- Google suggestion
- Prefix -> top n hot key words
- DAU: 500M
- Search: 66500M = 18b (Every one search for 6 words, each word has 6 characters)
- QPS = 18b / 86400 ~ 200k
- Peak QPS = QPS * 2 ~ 400k
- Twitter typeahead
- Query service
- Each time a user types a character, the entire prefix is sent to query service.
- Data collection service
- How to query on the db
- Query SQL: Select * from hit_stats where keyword like ${key}% order by hitCount DESC Limit 10
- Like operation is expensive. It is a range query.
- where keyword like 'abc%' is equivalent to where keyword >= 'abc' AND keyword < 'abd'
keyword | hitCount |
---|---|
Amazon | 20b |
Apple | 15b |
Adidas | 7b |
Airbnb | 3b |
- Convert a keyword table to a prefix table, put into memory
prefix | keywords |
---|---|
a | "amazon","apple" |
am | "amazon","amc" |
ad | "adidas","adobe" |
don | "don't have", "donald trump" |
-
Trie ( in memory ) + Serialized Trie ( on disk ).
- Trie is must faster than DB because
- All in-memory vs DB cache miss
- Trie is must faster than DB because
-
Store word count at node, but it's slow
- e.g. TopK. Always need to traverse the entire trie. Exponential complexity.
-
Instead, we can store the top n hot key words and their frequencies at each node, search becomes O(len).
prefix | keywords |
---|---|
a | "amazon","apple" |
am | "amazon","amc" |
ad | "adidas","adobe" |
don | "don't have", "donald trump" |
- How do we add a new record {abd: 3b} to the trie
- Insert the record into all nodes along its path in the trie.
- If a node along the path is already full, then need to loop through all records inside the node and compared with the node to be inserted.

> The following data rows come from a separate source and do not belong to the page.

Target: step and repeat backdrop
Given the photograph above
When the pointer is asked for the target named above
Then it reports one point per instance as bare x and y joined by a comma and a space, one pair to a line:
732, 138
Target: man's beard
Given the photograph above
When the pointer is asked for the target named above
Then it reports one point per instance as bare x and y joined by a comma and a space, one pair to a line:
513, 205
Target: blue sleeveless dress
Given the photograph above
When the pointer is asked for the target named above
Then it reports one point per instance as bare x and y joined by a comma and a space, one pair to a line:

- How frequently do you aggregate data
- Real-time not impractical. Read QPS 200K + Write QPS 200K. Will slow down query service.
- Once per week. Each week data collection service will fetch all the data within the most recent one week and aggregate them.

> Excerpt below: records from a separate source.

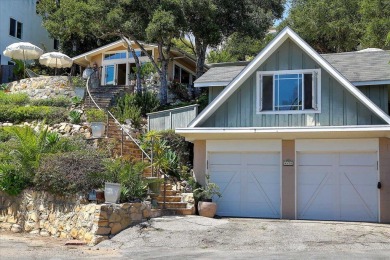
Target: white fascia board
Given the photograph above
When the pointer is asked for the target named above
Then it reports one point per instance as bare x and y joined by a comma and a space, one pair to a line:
211, 84
101, 49
263, 55
241, 77
251, 130
337, 75
370, 83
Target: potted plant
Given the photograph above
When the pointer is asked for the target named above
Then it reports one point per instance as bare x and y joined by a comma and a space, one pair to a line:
204, 196
79, 87
97, 118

- How does data collection service update query service? Offline update and works online.
- All in-memory trie must have already been serialized. Read QPS already really high. Do not write to in-memory trie directly.
- Use another machine. Data collection service updates query service.
- Cache result
- Front-end browser cache the results
- Pre-fetch
- Fetch the latest 1000 results
- Use consistent hashing to decide which machine a particular string belongs to.
- A record can exist only in one machine. Sharding according to char will not distribute the resource evenly. Instead, calculate consistent hashing code
- a, am, ama, amax stored in different machines.
- Probablistic logging.
- Too slow to calculate and too large amount of data to store.
- Log with 1/10,000 probability
- Say over the past two weeks "amazon" was searched 1 billion times, with 1/1000 probability we will only log 1 million times.
- For a term that's searched 1000 times, we might end up logging only once or even zero times.